Give yourself a moment to think on the words, he thought, but said, “Of course, Renard. I would be honored.” He added in a booming voice, as he swung up into the saddle and flung his arm toward the Temple, “Come, we will all of us celebrate the first wedding at the Mother’s Chapel. But first,” he lifted his lance from its boot and held it down toward Gram, then shook the pennant free of its place on his belt, held it out, and tossed it to the lad’s waiting hands. “If you would.”
With surprisingly deft fingers, the lad quickly knotted the ends of the blue pennant around the wooden pole, just below the point. Allystaire half-bowed in the saddle in thanks, then held the lance high enough for the pennant to catch what little wind there was. He gave Ardent a brief nudge. Soon Idgen Marte was up on her courser to his right, and the two of them dashed off toward the temple with the crowd of villagers streaming behind them and the pennant snapping in the wind on the end of his lance.
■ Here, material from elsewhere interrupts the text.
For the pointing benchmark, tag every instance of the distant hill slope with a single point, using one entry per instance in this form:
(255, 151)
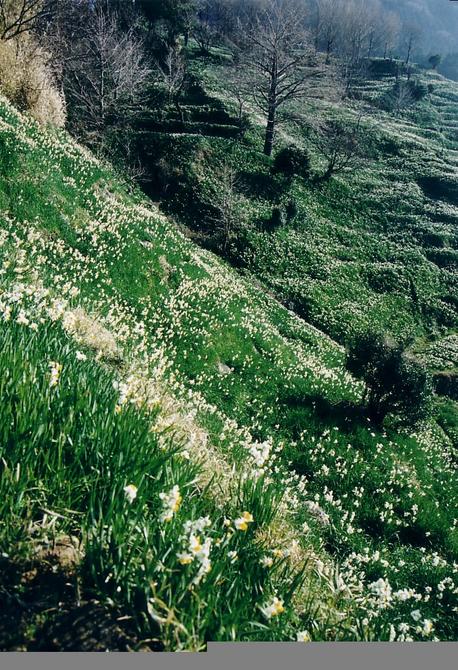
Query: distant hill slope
(180, 449)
The scene may have been bright and gay, but Allystaire sweated the entire ride, wondering just what a marriage ceremony ought to entail. Think on what the priests of Urdaran, or Braech, or Fortune would say, he thought, then do the opposite.
Idgen Marte swung easily out of her saddle and let her courser stray in the grass beyond the temple. In his armor, Allystaire was not so quick to dismount, and his boots left divots in the rain-softened ground. She offered him a sly, teasing smile, but left him to his thoughts as the crowd of villagers approached, Renard and Leah in the fore.
“Renard,” Allystaire called, “for one day, set aside your weapons, eh?” The bearded man laughed and, with some hesitation, handed his spear to the excited crowd behind him. Allystaire turned his back to them and walked into the still-unfinished Temple. He stood behind the alter and prayed, Give me the words, Mother. Please. They deserve it, and traced his hands over the stone.
Then, all too soon, Renard and Leah were standing in front of him expectantly, with the villagers circling the hip-high walls. Mol had made her way to the front of the crowd; Idgen Marte lingered at its edges. Rede had managed to squeeze his way to the front.
Allystaire’s armor clinked as his hands moved restlessly before settling on the altar in front of him, against which leaned his shield. “My friends; my brothers and sisters and children in worship of the Mother,” he began, once the crowd had quieted, armor “I have served you in justice; I have served you in grief; I have served with you these several weeks in labor. Today, I am allowed to serve you in joy.”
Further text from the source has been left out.